Noob package development: job ads data in R with Adzuna

June 7, 2016
By

(This article was first published on Adventures in Data, and kindly contributed to R-bloggers)

Part of our mission at The Data Lab is to create jobs in Data Science. This got us thinking that perhaps we should find a systematic way of quantifying the job market in Scotland and generally. We stumbled upon Adzuna, never heard of it? It’s quite cool, looks and feels like a jobs board but is actually a very data enabled service. For example you can upload your CV and it will leverage its database of job ads to predict your salary worth. I still have not had the guts to upload my own 🙂

Anyway the good news for us is that Adzuna has a nice REST API that we can query and get results for Scotland or any geographical area. One of my short term goals was to learn more about packages in R and so I decided this was a good opportunity to develop a lightweight R package. First of all go and read this blog by Hilary Parker which was an absolutely perfect distillation of the process. In fact, this page is a shameless re-hash of Hilary’s page with my own function.
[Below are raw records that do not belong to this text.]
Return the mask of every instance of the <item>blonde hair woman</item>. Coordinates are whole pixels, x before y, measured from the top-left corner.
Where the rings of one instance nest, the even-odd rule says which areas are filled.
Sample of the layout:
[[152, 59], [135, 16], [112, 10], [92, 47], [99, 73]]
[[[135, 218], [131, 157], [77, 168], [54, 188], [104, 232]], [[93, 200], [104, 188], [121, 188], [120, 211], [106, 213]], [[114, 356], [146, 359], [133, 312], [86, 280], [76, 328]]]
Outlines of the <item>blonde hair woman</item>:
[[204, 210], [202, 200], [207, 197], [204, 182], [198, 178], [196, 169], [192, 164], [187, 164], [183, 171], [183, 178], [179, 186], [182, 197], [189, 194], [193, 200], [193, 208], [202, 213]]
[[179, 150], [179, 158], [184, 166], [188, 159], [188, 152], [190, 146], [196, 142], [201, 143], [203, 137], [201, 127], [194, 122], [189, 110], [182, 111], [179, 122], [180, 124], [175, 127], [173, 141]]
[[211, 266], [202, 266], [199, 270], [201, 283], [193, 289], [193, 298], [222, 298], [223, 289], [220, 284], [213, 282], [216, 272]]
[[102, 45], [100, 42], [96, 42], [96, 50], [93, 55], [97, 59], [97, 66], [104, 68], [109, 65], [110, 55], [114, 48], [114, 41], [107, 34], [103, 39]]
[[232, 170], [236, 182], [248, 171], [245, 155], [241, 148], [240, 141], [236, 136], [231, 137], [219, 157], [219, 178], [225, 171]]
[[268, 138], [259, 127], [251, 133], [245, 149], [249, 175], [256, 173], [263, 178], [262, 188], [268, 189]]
Unless you’re interested in getting job data or data from other REST API’s then go and read her page instead.

Before you start you need to install a few packages.

install.packages("devtools")
library("devtools")
devtools::install_github("klutometis/roxygen")
library(roxygen2)

First step is to create the package directory in R studio.

setwd("parent_directory")
create("adzunar")

This will create the directory and some basic template files for your new package. Now its time to add some functions, in my case, I wanted to have a function that would help me query the Adzuna API. You can read the documentation for their API here. First of all what does a typical REST API call look like?
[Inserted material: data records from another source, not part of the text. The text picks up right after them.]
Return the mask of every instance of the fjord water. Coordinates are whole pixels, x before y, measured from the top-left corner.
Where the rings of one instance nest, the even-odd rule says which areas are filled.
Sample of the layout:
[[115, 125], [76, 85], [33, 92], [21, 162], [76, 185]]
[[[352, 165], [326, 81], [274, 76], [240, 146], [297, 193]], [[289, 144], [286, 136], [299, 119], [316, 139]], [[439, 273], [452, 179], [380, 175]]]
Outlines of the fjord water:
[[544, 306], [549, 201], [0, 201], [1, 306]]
http://api.adzuna.com/v1/api/property/gb/search/1?app_id={YOUR_APP_ID}&app_key={YOUR_APP_KEY}

As you can see, it is simply a url. The url contains the base location of the assets api.adzuna.com, the geographic location of interest gb and after the final / some further arguments, a minumum of your api key and app id (obtained from the sample place as the API documentation).

So all we would need to do in R is construct this url pasting in the values of our arguments of choice. Once we have this we can use a very handy function from library(jsonlite) that will submit the API call, retrieve the json data object and convert it to a data.frame. Wow! Tip of the hat to the author of library(jsonlite) Jeroen Ooms.

I wrote this function as follows;

get_country_page <- function(
  keyword, 
  country, 
  app_id, 
  app_key, 
  page
) {
  
  this_url <- paste0(
    "http://api.adzuna.com:80/v1/api/jobs/",
    country,
    "/search/",
    page, "?",
    "app_id=", app_id,
    "&app_key=", app_key,
    "&results_per_page=50",
    "&what=", keyword
  )
  
  dat <- fromJSON(this_url)
  
  return(dat)
  
}

All thats happening here is the construction of that url for the api call, passing it to fromJSON() and then returning the result. In this case the i’m allowing for some search terms, a different geographic location, the app key and id and finally the page. If you imagine that the web front end returns results in pages that you navigate through, the API is the same, you need to request a particular page of the results. In reality I have added some more functionality to this, which you can examine at the github repo for adzunar.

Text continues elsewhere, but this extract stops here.